There's no separate error code that lets you distinguish "out of buzz" from "capped by the user". If you need to give a precise message to the user, parse message defensively, or check the user's per-app spend state via GET /api/v1/me ahead of the call and present a likely-cause hint based on whether a limit is set.

Don't rely on message text for programmatic decisions

The exact default message string above comes from throwInsufficientFundsError's helper and may change. Treat anything beyond the HTTP/RPC code as human-readable only.

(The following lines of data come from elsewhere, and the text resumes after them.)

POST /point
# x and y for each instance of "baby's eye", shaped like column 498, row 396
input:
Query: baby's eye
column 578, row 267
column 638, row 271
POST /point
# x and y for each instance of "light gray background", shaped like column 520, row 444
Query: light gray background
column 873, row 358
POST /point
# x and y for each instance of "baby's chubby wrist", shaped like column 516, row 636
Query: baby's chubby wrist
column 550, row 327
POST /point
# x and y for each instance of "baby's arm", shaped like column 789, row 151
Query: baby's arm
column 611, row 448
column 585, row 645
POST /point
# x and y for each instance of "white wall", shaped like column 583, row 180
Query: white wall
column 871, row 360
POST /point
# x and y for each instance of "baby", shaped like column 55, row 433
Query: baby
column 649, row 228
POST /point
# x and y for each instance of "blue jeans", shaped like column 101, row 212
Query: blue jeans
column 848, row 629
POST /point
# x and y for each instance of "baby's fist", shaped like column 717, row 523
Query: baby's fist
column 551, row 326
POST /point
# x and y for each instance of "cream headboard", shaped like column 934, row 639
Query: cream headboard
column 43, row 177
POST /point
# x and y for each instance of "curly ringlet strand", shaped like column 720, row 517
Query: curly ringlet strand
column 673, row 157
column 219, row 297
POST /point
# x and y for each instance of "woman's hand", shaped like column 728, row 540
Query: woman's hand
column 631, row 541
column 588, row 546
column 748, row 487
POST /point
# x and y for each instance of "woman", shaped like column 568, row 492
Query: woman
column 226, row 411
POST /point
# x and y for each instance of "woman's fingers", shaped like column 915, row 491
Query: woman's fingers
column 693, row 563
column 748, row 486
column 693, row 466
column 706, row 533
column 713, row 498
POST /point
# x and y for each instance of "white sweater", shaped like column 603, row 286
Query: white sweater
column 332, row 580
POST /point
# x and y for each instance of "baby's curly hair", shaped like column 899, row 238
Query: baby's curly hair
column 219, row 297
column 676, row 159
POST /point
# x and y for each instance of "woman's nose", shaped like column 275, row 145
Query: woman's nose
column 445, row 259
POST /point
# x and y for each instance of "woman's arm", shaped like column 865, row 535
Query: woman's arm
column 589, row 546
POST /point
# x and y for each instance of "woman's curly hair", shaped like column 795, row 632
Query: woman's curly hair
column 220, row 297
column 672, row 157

Best practices for buzz-spending clients

  • Surface the user's balance. Call GET /api/v1/me periodically and show buzz in your UI — users hate guessing whether their next click will be denied.
  • Use whatif=true for cost preview, not for limit detection. The orchestration whatif mechanism (see the orchestration guide) is designed to give you a per-currency cost breakdown before you submit for real; treat it as a costing tool, not a "will this be denied?" oracle.
  • Don't retry on insufficient-funds errors. Whether it's a real shortfall or the user's per-app cap, retrying won't help until balance or limits change. Show the user the error and let them resolve it.
  • Treat token revocation as expected. A user who hits their cap may decide to revoke your app entirely from civitai.com. Your refresh-token call will return invalid_grant; handle that by sending the user back through /authorize (with messaging that explains why).
  • Never persist budget assumptions across sessions. Users can change their cap any time; treat each spend call as the source of truth.

When you don't need buzz scopes

If your app doesn't spend buzz on the user's behalf — e.g. a read-only analytics dashboard, or one that submits work using your ownclient_credentials token — don't request AIServicesWrite. Users won't see the buzz-cap UI, and you skip a whole category of failure modes.